De onroerende zaak vormt een zelfstandig onderdeel van een scholencomplex. Met de door belanghebbende verstrekte informatie over de terugloop van het aantal leerlingen in [plaats 2] in de periode 2010 - 2019, heeft belanghebbende evenmin aannemelijk gemaakt dat in het betreffende complex sprake is van een structurele onderbezetting. Uit de overgelegde stukken blijkt dat in of rond 2016 in [plaats 2] een fusie van scholen heeft plaatsgevonden, met als gevolg dat de bezetting van het desbetreffende scholencomplex in het schooljaar 2014-2015 lager was dan de schooljaren 2016-2017, 2017-2018 en 2018-2019. Daar komt bij dat belanghebbende ter zitting heeft verklaard dat in het gehele complex geen sprake was van leegstaande lokalen.
4.8.
De verwijzing naar de Hofuitspraak met betrekking tot het jaar 2014 leidt het Hof niet tot een ander oordeel. Immers, het Hof heeft in die uitspraak, anders dan in het voorliggende geval, aannemelijk geacht dat sprake was van een structurele overcapaciteit. Daarbij heeft het Hof zich, in ieder geval ten dele, gebaseerd op stukken die in de voorliggende zaak niet tot de gedingstukken behoren.
Slotsom
4.9.
De slotsom is dat het hoger beroep ongegrond is en dat de uitspraak van de Rechtbank dient te worden bevestigd.
Ten aanzien van het griffierecht
4.10.
Het Hof is van oordeel dat er geen redenen aanwezig zijn om te gelasten dat de Inspecteur aan belanghebbende het door hem betaalde griffierecht geheel of gedeeltelijk vergoedt.
Ten aanzien van de proceskosten
4.11.
Het Hof acht geen termen aanwezig voor een veroordeling in de proceskosten als bedoeld in artikel 8:75 van de Algemene wet bestuursrecht.
5. Beslissing
Het Hof bevestigt de uitspraak van de Rechtbank.

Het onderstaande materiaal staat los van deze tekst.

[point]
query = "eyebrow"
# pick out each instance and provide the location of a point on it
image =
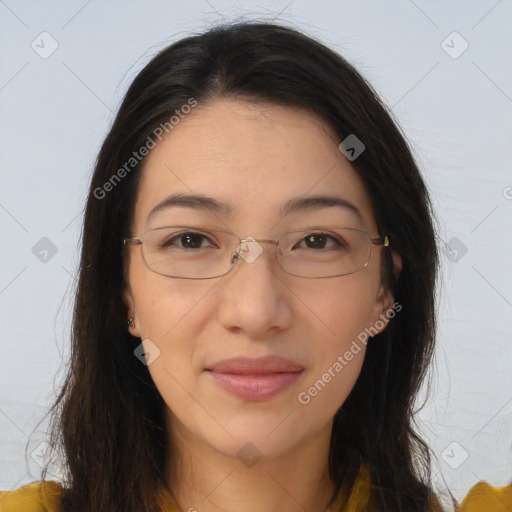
(296, 204)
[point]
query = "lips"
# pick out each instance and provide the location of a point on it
(255, 379)
(258, 366)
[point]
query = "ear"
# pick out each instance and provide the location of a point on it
(129, 302)
(384, 307)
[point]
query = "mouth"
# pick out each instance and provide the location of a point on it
(255, 379)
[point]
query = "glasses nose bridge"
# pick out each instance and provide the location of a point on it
(236, 255)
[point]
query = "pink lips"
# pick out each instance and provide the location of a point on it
(255, 379)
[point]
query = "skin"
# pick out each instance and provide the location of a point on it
(253, 156)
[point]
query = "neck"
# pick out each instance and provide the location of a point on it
(204, 479)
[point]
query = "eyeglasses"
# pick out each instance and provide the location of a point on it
(188, 252)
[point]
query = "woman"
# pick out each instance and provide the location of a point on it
(256, 303)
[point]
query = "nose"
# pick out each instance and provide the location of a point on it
(255, 301)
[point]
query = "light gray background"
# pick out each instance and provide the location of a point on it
(456, 112)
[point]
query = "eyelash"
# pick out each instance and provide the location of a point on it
(170, 241)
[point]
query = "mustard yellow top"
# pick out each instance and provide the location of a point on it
(35, 497)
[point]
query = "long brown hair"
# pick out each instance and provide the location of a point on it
(108, 419)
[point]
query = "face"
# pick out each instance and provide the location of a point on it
(253, 158)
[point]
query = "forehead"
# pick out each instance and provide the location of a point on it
(252, 156)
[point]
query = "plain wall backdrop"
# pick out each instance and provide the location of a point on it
(442, 67)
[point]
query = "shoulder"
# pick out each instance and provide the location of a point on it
(39, 496)
(483, 496)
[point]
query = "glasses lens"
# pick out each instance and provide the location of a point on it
(187, 252)
(324, 252)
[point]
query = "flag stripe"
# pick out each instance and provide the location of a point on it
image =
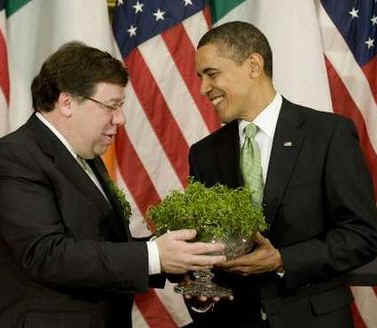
(138, 226)
(163, 123)
(4, 74)
(350, 73)
(219, 9)
(370, 72)
(14, 5)
(183, 55)
(177, 100)
(343, 104)
(140, 184)
(148, 147)
(196, 26)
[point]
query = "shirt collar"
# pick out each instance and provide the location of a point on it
(267, 118)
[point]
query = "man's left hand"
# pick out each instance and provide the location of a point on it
(264, 258)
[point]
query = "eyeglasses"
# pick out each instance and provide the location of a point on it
(112, 108)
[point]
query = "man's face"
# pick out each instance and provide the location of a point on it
(94, 125)
(226, 83)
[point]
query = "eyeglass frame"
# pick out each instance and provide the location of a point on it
(112, 108)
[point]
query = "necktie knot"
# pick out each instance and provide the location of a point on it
(251, 130)
(83, 163)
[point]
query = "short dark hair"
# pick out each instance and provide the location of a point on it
(77, 69)
(242, 39)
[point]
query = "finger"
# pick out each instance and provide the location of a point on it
(206, 260)
(240, 269)
(203, 248)
(259, 239)
(184, 234)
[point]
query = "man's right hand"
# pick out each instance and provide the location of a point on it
(177, 255)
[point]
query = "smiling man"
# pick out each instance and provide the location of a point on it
(67, 258)
(315, 189)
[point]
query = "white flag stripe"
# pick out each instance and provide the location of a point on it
(3, 115)
(350, 73)
(63, 32)
(24, 48)
(195, 27)
(178, 99)
(37, 30)
(145, 142)
(366, 302)
(170, 300)
(138, 225)
(138, 319)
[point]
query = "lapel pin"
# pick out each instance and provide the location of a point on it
(288, 144)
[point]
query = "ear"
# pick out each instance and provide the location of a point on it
(256, 65)
(64, 104)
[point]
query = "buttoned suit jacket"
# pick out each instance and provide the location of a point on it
(67, 257)
(318, 201)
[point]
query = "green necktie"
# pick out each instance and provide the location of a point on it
(250, 162)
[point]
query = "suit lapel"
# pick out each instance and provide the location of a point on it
(102, 176)
(227, 154)
(287, 143)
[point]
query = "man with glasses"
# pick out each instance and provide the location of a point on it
(67, 258)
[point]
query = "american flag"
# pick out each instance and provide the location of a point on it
(165, 114)
(4, 76)
(349, 36)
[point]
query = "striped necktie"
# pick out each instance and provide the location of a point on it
(250, 163)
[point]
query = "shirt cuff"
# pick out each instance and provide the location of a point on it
(154, 266)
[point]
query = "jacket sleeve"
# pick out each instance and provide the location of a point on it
(43, 244)
(349, 237)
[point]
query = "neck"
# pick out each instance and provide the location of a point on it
(264, 95)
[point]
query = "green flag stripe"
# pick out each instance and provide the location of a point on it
(219, 8)
(11, 6)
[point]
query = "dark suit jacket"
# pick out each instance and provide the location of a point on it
(318, 200)
(66, 258)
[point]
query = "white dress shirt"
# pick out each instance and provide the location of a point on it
(154, 266)
(266, 123)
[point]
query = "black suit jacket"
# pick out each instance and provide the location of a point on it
(66, 256)
(318, 200)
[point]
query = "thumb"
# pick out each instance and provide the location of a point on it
(184, 234)
(259, 239)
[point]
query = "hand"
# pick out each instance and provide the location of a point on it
(179, 256)
(264, 258)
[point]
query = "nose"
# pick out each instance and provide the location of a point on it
(119, 117)
(205, 86)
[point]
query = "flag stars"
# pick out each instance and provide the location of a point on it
(159, 14)
(138, 7)
(132, 30)
(354, 13)
(370, 43)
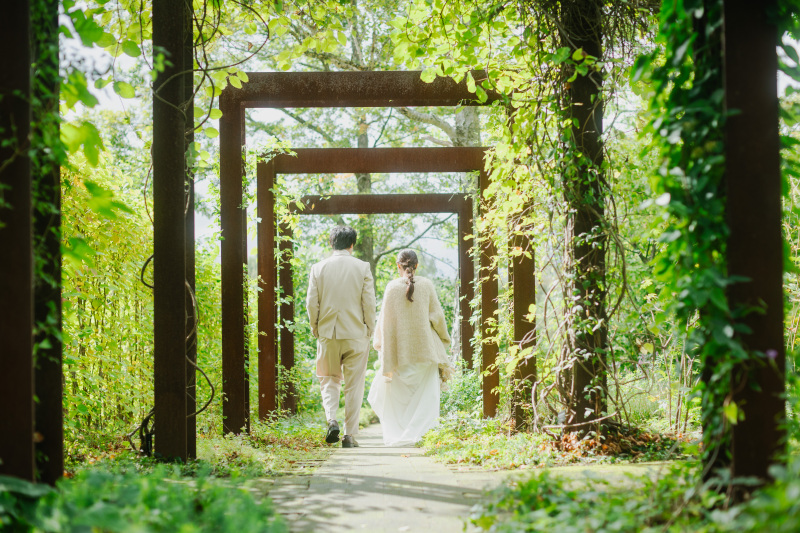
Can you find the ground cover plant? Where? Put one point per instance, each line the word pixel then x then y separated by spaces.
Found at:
pixel 129 499
pixel 673 499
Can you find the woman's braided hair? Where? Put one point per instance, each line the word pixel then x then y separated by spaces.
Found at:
pixel 407 260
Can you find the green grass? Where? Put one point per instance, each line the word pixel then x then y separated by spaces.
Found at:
pixel 491 444
pixel 677 501
pixel 123 500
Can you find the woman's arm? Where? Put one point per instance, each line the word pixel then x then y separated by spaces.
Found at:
pixel 436 315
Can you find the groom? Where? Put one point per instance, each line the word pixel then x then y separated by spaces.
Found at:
pixel 341 310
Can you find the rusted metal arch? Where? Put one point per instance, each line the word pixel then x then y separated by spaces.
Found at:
pixel 312 161
pixel 280 90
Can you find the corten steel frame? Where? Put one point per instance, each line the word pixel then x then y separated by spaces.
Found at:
pixel 173 235
pixel 281 90
pixel 29 297
pixel 16 276
pixel 755 244
pixel 355 160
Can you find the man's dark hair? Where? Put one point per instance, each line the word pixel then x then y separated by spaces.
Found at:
pixel 343 237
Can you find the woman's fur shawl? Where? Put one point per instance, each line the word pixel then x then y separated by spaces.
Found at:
pixel 412 332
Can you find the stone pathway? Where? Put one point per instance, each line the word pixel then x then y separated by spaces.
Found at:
pixel 378 489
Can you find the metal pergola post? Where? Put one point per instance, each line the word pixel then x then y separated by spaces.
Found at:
pixel 169 233
pixel 755 243
pixel 16 234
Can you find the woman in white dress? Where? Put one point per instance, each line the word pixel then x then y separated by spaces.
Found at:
pixel 411 339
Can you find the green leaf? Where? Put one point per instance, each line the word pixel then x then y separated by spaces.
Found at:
pixel 86 135
pixel 428 75
pixel 131 48
pixel 124 89
pixel 78 251
pixel 102 201
pixel 731 412
pixel 89 31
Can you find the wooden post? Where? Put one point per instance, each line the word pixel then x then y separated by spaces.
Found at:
pixel 233 264
pixel 489 295
pixel 286 249
pixel 47 233
pixel 755 245
pixel 466 272
pixel 267 355
pixel 191 311
pixel 16 234
pixel 169 247
pixel 523 280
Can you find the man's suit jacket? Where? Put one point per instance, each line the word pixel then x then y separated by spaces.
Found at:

Aldus gedaan op 25 juli 2019 door M.M. de Werd, voorzitter, P.C. van der Vegt en S.A.J. Bastiaansen, in tegenwoordigheid van A.W.J. Strik, griffier. De beslissing is op die datum ter openbare zitting uitgesproken en afschriften van de uitspraak zijn op die datum aangetekend aan partijen verzonden.
Het aanwenden van een rechtsmiddel:
Tegen deze uitspraak kunnen beide partijen binnen zes weken na de verzenddatum beroep in cassatie instellen bij de Hoge Raad der Nederlanden (Belastingkamer), Postbus 20303, 2500 EH ’s-Gravenhage. Daarbij moet het volgende in acht worden genomen.
Bij het beroepschrift wordt een afschrift van deze uitspraak overgelegd.
Het beroepschrift moet ondertekend zijn en ten minste het volgende vermelden:
de naam en het adres van de indiener;
een dagtekening;
een omschrijving van de uitspraak waartegen het beroep in cassatie is gericht;
e gronden van het beroep in cassatie.
Voor het instellen van beroep in cassatie is griffierecht verschuldigd. Na het instellen van beroep in cassatie ontvangt de indiener een nota griffierecht van de griffier van de Hoge Raad.
In het cassatieberoepschrift kan de Hoge Raad verzocht worden om de wederpartij te veroordelen in de proceskosten.